Most internet users didn’t know this, but there’s been an ongoing battle for the control of HTML standards. It’s resulted in two different HTML standards existing in parallel between W3C and WHATWG. However, as of today, that split has come to an end.
On Tuesday, May 28, 2019, the two groups released a Memorandum of Understanding Between W3C and WHATWG that gives up control of HTML and DOM standards to WHATWG. Catalin Cimpanu reported in ZDNet that the
two organizations had an official fallout in April 2018, when all WHATWG members – Apple, Google, Microsoft, and Mozilla – vehemently and unequivocally opposed the W3C‘s plans for approving version 4.1 of the DOM standard.
With this agreement, W3C officially relinquishes its control to what is essentially all of the major browser vendors.

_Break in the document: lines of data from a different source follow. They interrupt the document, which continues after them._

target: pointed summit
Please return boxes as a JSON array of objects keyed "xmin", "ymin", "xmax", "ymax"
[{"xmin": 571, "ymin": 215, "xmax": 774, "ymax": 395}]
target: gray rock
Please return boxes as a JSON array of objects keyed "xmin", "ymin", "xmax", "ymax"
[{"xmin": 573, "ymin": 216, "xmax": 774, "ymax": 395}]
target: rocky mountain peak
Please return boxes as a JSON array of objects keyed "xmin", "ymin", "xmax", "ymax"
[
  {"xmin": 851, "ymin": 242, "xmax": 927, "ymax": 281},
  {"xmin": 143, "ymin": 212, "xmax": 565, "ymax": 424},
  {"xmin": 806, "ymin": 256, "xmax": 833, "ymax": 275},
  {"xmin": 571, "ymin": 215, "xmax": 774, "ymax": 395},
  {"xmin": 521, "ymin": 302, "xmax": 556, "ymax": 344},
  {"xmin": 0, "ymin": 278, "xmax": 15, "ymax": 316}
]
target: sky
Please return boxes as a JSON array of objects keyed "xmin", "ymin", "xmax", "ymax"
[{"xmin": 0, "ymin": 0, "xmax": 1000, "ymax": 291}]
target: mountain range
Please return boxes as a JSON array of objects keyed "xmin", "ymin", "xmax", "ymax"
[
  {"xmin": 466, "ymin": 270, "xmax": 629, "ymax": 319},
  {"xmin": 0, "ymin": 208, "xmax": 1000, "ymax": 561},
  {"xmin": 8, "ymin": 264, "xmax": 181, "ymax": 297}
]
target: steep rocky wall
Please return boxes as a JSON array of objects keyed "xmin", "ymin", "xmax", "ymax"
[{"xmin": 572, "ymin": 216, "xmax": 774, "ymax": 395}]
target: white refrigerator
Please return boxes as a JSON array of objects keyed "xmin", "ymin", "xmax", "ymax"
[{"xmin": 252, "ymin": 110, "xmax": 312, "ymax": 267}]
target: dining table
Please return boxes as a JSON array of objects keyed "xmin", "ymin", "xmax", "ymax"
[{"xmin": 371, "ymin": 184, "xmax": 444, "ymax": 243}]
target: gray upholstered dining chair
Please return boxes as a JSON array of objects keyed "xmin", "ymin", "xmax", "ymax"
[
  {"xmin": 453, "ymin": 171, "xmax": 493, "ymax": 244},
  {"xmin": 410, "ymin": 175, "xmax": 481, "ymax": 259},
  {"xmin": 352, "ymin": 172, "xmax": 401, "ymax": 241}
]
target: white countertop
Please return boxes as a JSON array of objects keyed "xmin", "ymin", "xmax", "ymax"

Even though WHATWG will control the HTML and DOM standards, W3C will still have an influence on its direction. The memorandum includes a section entitled Cooperation Process that outlines W3C‘s continued influence on the standards.
It should benefit everyone to have a single organization making final decisions on HTML and DOM standards. However, some technology advisors are voicing their concerns. Terence Eden, a former W3C AC representative, wrote about his concerns on Twitter.
I’ve mixed feelings about this. It’s a good compromise & sensible for both parties to work together. But it feels like web standards are being developed for browser vendors’ needs. And with Edge going to Chrome – that increasingly means Google’s needs
Eden’s concern about Google having too much control is shared by many people in the digital marketing community. That concern is due in part by Google’s continued push for webmasters to adopt the AMP framework.